A weir maintains the level of it. The river exits over it, passes under the A3013 Cove Road, and runs parallel to Minley Road. It then crosses under the road and heads north-west through Broomhurst Wood, under the M3 motorway and is joined by Minley Brook on its right bank. Formerly, this section was less important, and the main river continued northwards from before the Minley Road Bridge. Fleet millpond and Mill were located just to the north of the bridge, but an office block has been built on the site. Beyond Ancells Road, the original course is still in water, passing under Barley Way and the M3 motorway and then weaving between buildings at Brook House, to join Minley Brook. It is now marked as a drain on maps. Minley Brook rises a little further to the east as a series of drains and springs in marshy ground. Brook House is not a listed structure, but predates the town of Fleet by at least 50 years, and possibly considerably more. It appeared as Brook Farm on maps from 1806, when it was already well-established. The remains of a brick-lined moat are located close to the house, and this is a locally listed asset because of its archaeological interest. The stable block and clock tower contain a clock manufactured by John Moore & Sons of Clerkenwell in 1830, and repaired by Smith & Sons, also of Clerkenwell, in 1921.

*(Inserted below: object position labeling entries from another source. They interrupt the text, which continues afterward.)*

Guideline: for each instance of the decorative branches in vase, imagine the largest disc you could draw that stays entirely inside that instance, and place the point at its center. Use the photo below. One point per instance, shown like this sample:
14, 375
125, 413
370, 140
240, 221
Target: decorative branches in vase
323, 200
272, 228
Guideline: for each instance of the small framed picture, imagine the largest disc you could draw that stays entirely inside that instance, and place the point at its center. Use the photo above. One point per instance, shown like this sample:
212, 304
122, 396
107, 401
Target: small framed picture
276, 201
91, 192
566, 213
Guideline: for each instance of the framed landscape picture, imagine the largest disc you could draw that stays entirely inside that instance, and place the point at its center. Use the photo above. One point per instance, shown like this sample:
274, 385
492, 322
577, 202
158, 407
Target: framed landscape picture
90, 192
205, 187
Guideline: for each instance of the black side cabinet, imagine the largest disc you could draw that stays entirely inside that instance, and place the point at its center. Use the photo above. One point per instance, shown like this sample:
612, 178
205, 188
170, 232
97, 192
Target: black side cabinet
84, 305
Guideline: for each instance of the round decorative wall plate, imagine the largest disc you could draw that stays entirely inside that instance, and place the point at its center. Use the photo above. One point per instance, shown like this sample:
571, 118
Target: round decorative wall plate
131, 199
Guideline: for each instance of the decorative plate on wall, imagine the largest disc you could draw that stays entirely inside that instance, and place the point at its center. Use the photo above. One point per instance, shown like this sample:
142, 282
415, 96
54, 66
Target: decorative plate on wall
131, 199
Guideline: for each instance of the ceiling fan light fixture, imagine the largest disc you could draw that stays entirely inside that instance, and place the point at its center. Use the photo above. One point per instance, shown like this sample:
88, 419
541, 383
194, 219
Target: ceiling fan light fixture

Beyond the junction with Minley Brook, the main river continues westwards, taking treated sewage from the Fleet works on its left bank. In 1991 it was licensed to discharge at most 23.7 Ml per day into the river. A little further downstream from the works, the river passes under Pale Lane Bridge. After meandering across partially wooded countryside, it is crossed by Home Farm Lane, and briefly enters Elvetham Park, the grounds of Elvetham Hall, where it joins the Hart on the park's north limit near Hartley Wintney.

==Milling==
There is clear evidence for at least one water mill on the Fleet Brook. Isaac Taylor's map of Hampshire, produced in 1759, names Fleet Mill, Fleet Pond and Fleet Farm, and it was marked as a corn mill in 1872. It continued in use until around 1940, and in 1990, English Heritage inspected it to see whether it should become a listed building, but decided that it did not have sufficient merit. The site is now occupied by office buildings, although a small part of the mill has been incorporated into the design.

==Water quality==
The Environment Agency measure water quality of the river systems in England. Each is given an overall ecological status, which may be one of five levels: high, good, moderate, poor and bad. Components used to determine this include biological status, which looks at the quantity and varieties of invertebrates, angiosperms and fish, and chemical status, which compares the concentrations of various chemicals against known safe concentrations. Chemical status is rated good or fail.

The water quality of the Fleet Brook was, in 2019:

| Section | Ecological Status | Chemical Status | Overall Status | Length | Catchment | Channel |
|---|---|---|---|---|---|---|
| Fleet Brook | Moderate | Fail | Moderate | 10.0 miles (16.1 km) | 12.77 square miles (33.1 km^{2}) | heavily modified |

Reasons for the quality being such include: discharge from sewage treatment works; runoff from agricultural land; physical barriers such as weirs and impounding of the water which prevent the free migration of fish and other species; runoff from roads; and leaching from landfill sites.